Dialectical Behaviour Therapy Addiction Treatment

There are several types of therapies used during the treatment of conditions such as addiction and mental health disorders; dialectical behaviour therapy (DBT) is one of these. If you are wondering what to expect from this type of treatment, you will learn here more about what it is and what it does.

What Is Dialectical Behaviour Therapy?

Dialectical behaviour therapy is a type of talking therapy that is used to help people overcome a range of emotional issues associated with illnesses like substance abuse and addiction, as well as behaviour disorders and mental health problems. It is based on cognitive behavioural therapy and the idea that thoughts and emotions are linked to actions. However, DBT has been adapted specifically for use in those who experience intense emotions and have more complex needs.

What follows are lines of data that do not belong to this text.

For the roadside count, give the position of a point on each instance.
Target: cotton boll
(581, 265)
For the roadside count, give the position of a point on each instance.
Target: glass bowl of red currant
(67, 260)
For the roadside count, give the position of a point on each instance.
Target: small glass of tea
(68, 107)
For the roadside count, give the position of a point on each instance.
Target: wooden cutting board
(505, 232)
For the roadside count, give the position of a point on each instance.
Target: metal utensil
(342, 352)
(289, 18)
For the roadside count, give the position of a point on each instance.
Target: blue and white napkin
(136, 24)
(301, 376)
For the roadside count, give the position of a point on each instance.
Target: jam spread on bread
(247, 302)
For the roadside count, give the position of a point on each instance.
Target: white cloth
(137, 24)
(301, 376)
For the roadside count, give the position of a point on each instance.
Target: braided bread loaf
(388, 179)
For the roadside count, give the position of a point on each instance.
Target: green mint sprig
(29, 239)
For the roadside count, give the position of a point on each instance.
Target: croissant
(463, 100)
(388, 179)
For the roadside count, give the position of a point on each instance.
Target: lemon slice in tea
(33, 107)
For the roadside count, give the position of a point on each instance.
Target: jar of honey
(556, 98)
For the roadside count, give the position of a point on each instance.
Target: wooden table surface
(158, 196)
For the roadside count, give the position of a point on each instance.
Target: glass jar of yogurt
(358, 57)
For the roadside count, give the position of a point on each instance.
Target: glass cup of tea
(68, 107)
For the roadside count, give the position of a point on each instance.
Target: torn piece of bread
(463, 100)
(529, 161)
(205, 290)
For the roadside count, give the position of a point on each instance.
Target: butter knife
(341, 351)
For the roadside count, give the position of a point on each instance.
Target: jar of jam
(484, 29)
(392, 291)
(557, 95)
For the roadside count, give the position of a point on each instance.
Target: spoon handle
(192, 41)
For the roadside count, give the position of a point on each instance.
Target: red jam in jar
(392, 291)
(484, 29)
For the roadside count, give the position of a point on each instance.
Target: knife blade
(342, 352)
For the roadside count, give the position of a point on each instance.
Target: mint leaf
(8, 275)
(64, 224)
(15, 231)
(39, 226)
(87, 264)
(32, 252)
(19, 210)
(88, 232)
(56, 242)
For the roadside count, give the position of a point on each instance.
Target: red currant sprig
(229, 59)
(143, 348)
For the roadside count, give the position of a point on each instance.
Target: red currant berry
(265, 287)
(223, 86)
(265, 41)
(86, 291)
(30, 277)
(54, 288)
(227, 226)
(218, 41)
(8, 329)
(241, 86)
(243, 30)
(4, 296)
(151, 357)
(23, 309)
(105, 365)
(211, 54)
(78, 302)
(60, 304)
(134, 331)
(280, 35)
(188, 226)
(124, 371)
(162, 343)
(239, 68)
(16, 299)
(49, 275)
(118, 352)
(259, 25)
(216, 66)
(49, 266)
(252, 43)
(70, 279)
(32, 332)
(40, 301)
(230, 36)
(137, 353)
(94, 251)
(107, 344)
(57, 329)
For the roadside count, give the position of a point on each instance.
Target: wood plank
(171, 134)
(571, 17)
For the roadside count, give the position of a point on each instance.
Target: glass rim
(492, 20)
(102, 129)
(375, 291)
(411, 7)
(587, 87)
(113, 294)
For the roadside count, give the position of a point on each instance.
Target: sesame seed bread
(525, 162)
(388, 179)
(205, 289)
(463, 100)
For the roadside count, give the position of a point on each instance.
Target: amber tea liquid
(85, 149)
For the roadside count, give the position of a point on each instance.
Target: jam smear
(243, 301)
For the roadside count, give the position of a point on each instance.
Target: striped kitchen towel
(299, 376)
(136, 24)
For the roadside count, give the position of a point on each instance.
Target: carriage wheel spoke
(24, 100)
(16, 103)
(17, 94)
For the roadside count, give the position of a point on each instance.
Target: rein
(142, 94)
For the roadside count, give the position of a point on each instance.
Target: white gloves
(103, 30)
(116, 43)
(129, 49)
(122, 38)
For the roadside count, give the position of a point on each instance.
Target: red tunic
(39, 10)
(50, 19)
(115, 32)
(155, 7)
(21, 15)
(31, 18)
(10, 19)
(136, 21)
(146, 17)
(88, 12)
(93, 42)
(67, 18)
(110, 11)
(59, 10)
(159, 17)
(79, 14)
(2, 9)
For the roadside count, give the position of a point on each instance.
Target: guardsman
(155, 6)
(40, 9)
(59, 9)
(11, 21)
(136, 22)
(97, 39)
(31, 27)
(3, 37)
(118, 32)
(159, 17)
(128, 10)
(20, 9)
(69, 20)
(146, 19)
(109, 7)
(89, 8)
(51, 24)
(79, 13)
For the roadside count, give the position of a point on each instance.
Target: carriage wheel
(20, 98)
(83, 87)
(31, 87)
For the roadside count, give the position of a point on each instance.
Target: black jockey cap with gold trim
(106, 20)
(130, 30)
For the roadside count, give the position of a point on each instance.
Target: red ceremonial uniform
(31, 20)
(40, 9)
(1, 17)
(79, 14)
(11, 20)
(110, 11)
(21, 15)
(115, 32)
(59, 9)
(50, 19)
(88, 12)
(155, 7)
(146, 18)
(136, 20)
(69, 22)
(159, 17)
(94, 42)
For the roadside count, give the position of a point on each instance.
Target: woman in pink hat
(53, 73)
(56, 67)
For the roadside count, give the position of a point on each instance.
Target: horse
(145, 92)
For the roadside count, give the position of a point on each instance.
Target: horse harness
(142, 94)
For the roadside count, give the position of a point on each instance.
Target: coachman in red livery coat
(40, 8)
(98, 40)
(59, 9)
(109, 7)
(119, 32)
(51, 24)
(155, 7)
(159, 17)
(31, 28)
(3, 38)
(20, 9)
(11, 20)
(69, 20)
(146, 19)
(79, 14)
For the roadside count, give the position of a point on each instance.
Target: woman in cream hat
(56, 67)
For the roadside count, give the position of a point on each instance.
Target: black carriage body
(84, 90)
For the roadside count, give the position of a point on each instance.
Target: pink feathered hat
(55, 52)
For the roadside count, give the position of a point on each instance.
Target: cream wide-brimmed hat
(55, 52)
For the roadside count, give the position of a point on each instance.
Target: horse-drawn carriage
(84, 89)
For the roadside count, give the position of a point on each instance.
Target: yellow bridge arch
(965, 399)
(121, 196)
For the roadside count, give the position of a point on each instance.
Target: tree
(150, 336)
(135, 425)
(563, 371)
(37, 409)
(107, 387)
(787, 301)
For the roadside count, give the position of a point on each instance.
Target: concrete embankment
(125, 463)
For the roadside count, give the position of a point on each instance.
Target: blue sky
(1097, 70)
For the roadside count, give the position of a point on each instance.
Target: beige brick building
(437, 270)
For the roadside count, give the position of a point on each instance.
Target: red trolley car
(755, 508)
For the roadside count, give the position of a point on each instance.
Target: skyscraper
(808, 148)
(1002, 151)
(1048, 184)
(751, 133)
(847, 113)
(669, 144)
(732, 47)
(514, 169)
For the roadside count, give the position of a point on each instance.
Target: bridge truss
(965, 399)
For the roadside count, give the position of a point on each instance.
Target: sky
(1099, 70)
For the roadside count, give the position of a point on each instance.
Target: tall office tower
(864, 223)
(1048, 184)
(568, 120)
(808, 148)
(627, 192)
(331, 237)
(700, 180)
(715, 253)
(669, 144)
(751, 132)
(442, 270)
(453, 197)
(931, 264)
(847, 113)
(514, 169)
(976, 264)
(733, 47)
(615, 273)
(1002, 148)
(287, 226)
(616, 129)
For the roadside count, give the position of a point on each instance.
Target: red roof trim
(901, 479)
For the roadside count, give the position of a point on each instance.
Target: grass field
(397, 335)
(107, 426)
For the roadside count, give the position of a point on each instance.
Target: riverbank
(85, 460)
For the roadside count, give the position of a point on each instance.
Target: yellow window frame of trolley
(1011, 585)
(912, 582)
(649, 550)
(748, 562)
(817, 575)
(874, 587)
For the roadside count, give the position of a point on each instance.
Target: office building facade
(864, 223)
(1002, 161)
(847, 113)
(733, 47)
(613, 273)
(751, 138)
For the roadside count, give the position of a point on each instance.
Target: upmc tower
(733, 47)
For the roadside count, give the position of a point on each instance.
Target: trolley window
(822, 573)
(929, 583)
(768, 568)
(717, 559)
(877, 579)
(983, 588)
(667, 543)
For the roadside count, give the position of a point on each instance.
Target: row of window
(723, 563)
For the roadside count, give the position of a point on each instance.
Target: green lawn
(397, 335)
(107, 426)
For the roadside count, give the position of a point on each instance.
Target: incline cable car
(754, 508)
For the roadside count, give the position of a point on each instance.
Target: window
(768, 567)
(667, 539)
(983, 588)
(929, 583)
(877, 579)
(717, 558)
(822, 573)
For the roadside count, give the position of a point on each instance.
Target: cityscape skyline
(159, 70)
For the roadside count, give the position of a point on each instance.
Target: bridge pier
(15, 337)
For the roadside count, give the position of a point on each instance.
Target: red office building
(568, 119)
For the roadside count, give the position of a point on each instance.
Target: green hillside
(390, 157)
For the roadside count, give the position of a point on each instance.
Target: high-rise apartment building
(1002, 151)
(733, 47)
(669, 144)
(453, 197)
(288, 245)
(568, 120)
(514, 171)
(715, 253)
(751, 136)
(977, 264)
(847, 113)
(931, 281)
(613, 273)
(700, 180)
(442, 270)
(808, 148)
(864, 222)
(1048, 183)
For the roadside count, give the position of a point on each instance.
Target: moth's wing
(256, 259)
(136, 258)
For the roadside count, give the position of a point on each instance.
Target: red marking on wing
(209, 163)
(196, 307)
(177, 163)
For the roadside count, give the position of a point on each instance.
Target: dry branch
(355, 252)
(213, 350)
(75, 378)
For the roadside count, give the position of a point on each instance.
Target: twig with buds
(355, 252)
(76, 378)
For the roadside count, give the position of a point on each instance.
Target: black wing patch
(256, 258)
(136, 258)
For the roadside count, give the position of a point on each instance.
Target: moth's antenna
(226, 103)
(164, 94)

While DBT was initially developed for the treatment of borderline personality disorder, it has proved useful as part of treatment in a range of illnesses. It is often used for those who are self-harming or who have had suicidal thoughts or tendencies. As well as this, it is commonly used to treat conditions where the primary symptoms are depression and anxiety.

How Does Dialectical Behaviour Therapy Work?

DBT works in a similar way to cognitive behaviour therapy. If you are an individual, and DBT is being utilised in your treatment, it should help you to identify the negative thoughts that lead to your destructive behaviour. You can then work on challenging these thoughts and ideas and seeing them for what they are. In a nutshell, the aim of DBT is to help you accept your thoughts and behaviours so that you can change them.

If the priority is to change your destructive behaviour, then DBT is probably the right treatment for you and your situation. While elements of cognitive behavioural therapy are used in terms of identifying and challenging your negative thoughts and actions, DBT also encourages you to accept who you are.

A big part of how it works is developing a trusting relationship with your counsellor. It is this relationship and how secure you feel in it that will allow you to see the benefits of change.

By learning how to control your feelings and emotions, you can get through both good and bad days. You will learn vital coping skills that will enable you to deal with stressful situations in a positive manner. A big part of how DBT works is in the development and enhancement of life skills.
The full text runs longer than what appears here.